それは人類の平和を脅かす敵たちを排除するために存在する。

 〈魔導〉という絶対的な力を持ち、操り、敵を葬る存在。そして、誰もが憧れを抱き、平伏し、畏敬し、目指す存在。


 そして時は流れ、聖暦二二〇三。

 王国で生まれた〈魔導戦士〉は、今や全世界に広がり、その力によって奪われた領土を取り戻しつつある。

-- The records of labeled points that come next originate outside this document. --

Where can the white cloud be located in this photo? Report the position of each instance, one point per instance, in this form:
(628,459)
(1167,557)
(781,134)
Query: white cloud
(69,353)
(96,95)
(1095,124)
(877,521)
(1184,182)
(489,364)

 結界によって国を守り続けているハイドランジアも、〈魔導戦士〉の力によってその領土が戻り始め、少しずつだが広くなっている。


 しかし、それでも人は死んでいく。

 いくら〈魔導戦士〉たちの力が強くても、守る手が届かないそのときはいつだって唐突に訪れるものであった。


   ♰


 王国の子供たちは義務教育制度によって5歳での初等学校への入学を義務付けられている。遥か昔はそのような制度はなく、貧しい者たちは貧しく死んでいくのが普通であった。そして身分が高く、富を持つ子供たちの初等学校への入学も7歳とされていた。

 しかし、敵の襲撃によって国民が大幅に減少した王国にとって、これ以上の国民の減少は抑えがたいものであり、それならば全ての者たちに知識と技術を身につけさせ己の手で最低限の生活でも生きていけるようにと計らったのが、当時の国王であった。

 幼児教育への補助、初等学校入学の義務と権利、卒業後の選択の自由。

 他にも国民たちへ与えられたものは沢山あった。

 その中で最も称賛されたのは、国防の権利であった。

 昔は身分の高い者だけが大金を払って国防学校に通い、そこで優秀な成績を収めた者だけが国防を司る者として称えられ、剣を握った。

 その権利を国王は一般市民たちにも与えたのだ。貴族たちからは猛烈な反対を受けたが、それでも国王はその考えを変えようとはしなかった。

 ――己の手で剣を握れ! 我らを侵そうとする者を許すな! 自らで道を拓き、国と共に生きろ‼

 

 故に〈魔導学校〉には貧しい者たちも入学が許可されている。国を守り救う力さえあれば、それに応じて資金補助がある。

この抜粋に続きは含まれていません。